Why pine needle tea is great for immunity.
"Pine needle is basically a substance found in pine bark," says integrative medicine physician Bindiya Gandhi, M.D. "That is why it has great immune-boosting properties." Pine bark (specifically, pycnogenol—a standardized form of pine bark from a specific tree genus off the southwest coast of France) has been shown to stave off free radicals and manage oxidative stress when taken as a supplement. It's also great for restoring immune function, says Gandhi, by "increasing lymphocyte production and regulating cytokine release reducing inflammation."
And in case you needed more hard science: In another study of 146 people suffering with the common cold, pine bark was able to reduce the duration of cold symptoms, as well as the severity of the symptoms themselves.
OK, but you're here because of pine needle tea. Good news: Those spiny needles have the same benefits as the bark, especially in tea form. Apparently, the hot water creates even more of an antioxidant effect: "Due to its potent antioxidant composition, [pine needle tea] boosts the effectiveness of vitamin C more than five times," Gandhi notes.
How to make pine needle tea.
Two routes to take, here. You can either purchase ready-made pine needle tea (here's an organic option), or you can always make your own. According to Gandhi, "It's easy to make."

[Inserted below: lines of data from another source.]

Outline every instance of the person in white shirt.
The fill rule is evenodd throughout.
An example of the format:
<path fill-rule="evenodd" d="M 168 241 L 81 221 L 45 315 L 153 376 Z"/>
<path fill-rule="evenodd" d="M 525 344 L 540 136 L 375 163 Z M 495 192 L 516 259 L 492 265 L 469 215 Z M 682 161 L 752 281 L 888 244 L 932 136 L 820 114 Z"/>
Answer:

For what it's worth: Yes, you can pick the pine right off the branch—just make sure you choose the right type of tree: According to a USDA Forest Service study, Eastern white pine has an impressive amount of ascorbic acid per gram. Another study touts balsam fir needles (technically a type of pine) for their vitamin C content, so those two seem to be the best options. Regardless, it's super, super important to I.D. your pine before taking a sip—you don't want to be drinking just anything off the ground, here. If you have any doubts at all, snag a market option that's formulated safe—the DIY route can wait.
If you do have the right pine needles at the ready, follow Gandhi's simple steps:
- Gather some pine needles, noting the details above.
- Rinse the needles in cold water before steeping. You might also want to cut the brown scale off that connects the bunch together.
- Soak the pine in boiling water, steeping until it's fragrant and all the oils are released.
- Sip, and enjoy!
In terms of taste? It's a little citrusy, a little woodsy—reminiscent of a snowy holiday. Feel free to add honey to sweeten things up a bit, or drink the pine straight.
In the market for an immune-supporting brew? Pine needles have got you covered. While you can totally source from your own backyard, always double-check you're using the right pine. Other than that, it's just three steps to a really good sip.